Paul Gadzikowski
scarfman@iglou.com

King Arthur of Time and Space

The Yellow Age

Chapter 1

Ship's log, A.R. 121.4: Now that the King's Council is seeing things my way about the command of the Excalibur after Badon, I'm looking forward to walking on alien ground again ...

"Classic postmodern pre-lightspeed humanoid society," murmured Lancelot, stealing glances at his hand sensor's readout.

Arthur could have told him as much. "Except for the variety of skin colors," he complained, "it might as well be post-atomic Earth."

"There appear to be no new data here, for either the physical or sociological disciplines," Lancelot admitted.

Guenevere had been looking forward to something new too, apparently. "Parallel planetary development is a pain in the ass."
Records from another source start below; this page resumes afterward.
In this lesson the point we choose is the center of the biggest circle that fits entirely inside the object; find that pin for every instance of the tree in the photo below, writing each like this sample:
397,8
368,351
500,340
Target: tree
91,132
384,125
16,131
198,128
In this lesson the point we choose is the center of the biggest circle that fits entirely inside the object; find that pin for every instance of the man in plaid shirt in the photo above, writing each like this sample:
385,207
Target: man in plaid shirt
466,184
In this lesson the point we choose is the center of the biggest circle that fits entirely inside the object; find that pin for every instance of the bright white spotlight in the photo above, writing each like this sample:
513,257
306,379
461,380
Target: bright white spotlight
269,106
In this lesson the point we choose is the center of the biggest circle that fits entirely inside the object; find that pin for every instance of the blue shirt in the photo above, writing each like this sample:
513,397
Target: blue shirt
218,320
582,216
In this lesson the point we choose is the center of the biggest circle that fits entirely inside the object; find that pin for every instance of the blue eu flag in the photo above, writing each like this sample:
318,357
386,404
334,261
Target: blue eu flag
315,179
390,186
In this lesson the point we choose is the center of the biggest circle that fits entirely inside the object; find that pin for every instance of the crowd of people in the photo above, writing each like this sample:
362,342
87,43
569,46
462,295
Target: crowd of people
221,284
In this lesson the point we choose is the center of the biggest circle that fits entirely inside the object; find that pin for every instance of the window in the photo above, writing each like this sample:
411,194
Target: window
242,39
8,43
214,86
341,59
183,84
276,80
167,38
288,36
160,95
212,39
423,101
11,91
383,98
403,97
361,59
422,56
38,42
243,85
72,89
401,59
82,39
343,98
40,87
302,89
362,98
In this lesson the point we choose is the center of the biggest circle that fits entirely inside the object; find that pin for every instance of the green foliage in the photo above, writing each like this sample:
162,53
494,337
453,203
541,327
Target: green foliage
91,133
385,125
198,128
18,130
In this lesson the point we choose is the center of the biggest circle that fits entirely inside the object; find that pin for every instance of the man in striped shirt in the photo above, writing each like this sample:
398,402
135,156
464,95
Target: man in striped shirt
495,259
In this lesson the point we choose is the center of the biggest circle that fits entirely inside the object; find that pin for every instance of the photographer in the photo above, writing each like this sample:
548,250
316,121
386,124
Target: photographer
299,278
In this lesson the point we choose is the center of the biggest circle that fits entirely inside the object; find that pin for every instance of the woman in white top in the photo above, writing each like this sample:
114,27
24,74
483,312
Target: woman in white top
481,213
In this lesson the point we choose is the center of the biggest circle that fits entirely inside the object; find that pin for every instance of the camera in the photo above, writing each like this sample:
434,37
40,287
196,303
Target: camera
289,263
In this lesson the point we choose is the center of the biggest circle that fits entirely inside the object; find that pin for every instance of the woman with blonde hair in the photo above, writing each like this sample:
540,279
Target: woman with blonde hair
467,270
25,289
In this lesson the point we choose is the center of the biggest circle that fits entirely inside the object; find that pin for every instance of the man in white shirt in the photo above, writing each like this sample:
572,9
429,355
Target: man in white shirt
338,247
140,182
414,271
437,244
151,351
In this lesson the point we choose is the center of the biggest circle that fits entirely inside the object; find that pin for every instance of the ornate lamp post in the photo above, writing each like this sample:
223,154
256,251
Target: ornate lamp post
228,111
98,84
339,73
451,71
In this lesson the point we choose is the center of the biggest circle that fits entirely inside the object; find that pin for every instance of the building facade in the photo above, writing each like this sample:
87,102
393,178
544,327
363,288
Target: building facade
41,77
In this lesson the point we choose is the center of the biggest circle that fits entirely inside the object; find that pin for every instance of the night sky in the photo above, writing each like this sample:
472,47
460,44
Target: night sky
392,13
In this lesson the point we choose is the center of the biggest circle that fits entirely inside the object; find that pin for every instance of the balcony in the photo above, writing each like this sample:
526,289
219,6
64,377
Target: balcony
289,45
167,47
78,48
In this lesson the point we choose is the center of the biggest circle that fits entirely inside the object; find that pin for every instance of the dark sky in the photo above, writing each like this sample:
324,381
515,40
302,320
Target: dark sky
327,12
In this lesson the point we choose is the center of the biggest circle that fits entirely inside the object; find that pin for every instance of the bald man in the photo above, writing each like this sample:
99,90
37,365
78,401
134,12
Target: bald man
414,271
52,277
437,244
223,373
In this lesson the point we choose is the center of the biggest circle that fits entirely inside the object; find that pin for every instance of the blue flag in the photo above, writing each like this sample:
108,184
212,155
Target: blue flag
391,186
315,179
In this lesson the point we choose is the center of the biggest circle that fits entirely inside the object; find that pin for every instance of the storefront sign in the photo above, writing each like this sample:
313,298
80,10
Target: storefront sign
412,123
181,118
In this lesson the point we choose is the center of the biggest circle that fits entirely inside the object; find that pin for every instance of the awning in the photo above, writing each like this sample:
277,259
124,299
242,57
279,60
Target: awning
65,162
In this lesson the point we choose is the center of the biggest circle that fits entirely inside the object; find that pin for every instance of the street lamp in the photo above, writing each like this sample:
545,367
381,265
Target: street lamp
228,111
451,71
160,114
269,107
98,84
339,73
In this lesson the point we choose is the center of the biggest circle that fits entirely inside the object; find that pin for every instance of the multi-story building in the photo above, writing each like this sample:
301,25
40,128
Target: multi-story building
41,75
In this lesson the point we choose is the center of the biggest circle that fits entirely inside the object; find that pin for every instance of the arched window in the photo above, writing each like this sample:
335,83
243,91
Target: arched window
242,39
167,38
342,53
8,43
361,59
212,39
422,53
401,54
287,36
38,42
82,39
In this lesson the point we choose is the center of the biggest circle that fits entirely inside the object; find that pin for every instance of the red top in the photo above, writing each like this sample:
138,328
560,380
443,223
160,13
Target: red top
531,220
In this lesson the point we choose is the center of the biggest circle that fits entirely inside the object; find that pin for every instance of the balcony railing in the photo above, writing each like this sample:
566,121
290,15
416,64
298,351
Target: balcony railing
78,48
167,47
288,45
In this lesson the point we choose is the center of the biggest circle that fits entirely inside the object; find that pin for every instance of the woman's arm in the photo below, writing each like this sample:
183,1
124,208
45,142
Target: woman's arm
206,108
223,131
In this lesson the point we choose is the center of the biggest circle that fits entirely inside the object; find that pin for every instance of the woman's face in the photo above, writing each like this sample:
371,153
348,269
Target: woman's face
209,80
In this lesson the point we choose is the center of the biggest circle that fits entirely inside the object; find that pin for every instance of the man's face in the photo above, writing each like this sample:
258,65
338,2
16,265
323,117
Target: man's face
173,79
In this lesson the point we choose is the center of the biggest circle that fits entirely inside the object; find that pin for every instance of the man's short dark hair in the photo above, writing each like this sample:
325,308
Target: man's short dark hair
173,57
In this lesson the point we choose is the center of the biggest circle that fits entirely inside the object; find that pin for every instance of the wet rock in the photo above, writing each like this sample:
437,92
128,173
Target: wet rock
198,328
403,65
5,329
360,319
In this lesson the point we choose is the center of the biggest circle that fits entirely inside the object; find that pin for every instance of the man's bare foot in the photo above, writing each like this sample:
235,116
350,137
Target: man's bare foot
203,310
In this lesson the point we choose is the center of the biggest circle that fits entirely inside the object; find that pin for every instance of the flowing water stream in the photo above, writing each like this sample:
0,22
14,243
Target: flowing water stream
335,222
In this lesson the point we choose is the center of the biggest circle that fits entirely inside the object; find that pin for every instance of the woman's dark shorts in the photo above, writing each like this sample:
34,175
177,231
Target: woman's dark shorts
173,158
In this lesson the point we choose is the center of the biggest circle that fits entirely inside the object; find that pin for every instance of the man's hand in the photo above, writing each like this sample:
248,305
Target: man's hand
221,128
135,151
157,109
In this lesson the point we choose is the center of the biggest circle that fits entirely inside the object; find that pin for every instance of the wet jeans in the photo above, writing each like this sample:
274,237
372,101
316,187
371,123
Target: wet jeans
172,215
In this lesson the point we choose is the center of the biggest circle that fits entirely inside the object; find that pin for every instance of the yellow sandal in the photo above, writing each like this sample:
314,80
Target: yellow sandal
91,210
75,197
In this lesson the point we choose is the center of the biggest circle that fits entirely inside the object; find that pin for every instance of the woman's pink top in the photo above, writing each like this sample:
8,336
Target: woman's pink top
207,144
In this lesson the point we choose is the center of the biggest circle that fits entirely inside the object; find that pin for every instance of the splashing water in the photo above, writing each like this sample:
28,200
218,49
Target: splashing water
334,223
Dressed in conservative post-atomic fashions and presenting comparatively bland pigmentation among all those moving casually down a busy city street on Theta Oblonga VII (known to its natives - or at least to those who spoke the most dominant language - as Pisb), the Excalibur knights fit right in. "It's so familiar, I almost expect to run into someone I know," Arthur grumbled.

"King Arthur! Sir Lancelot! Queen Guenevere!" came a feminine voice from across the street.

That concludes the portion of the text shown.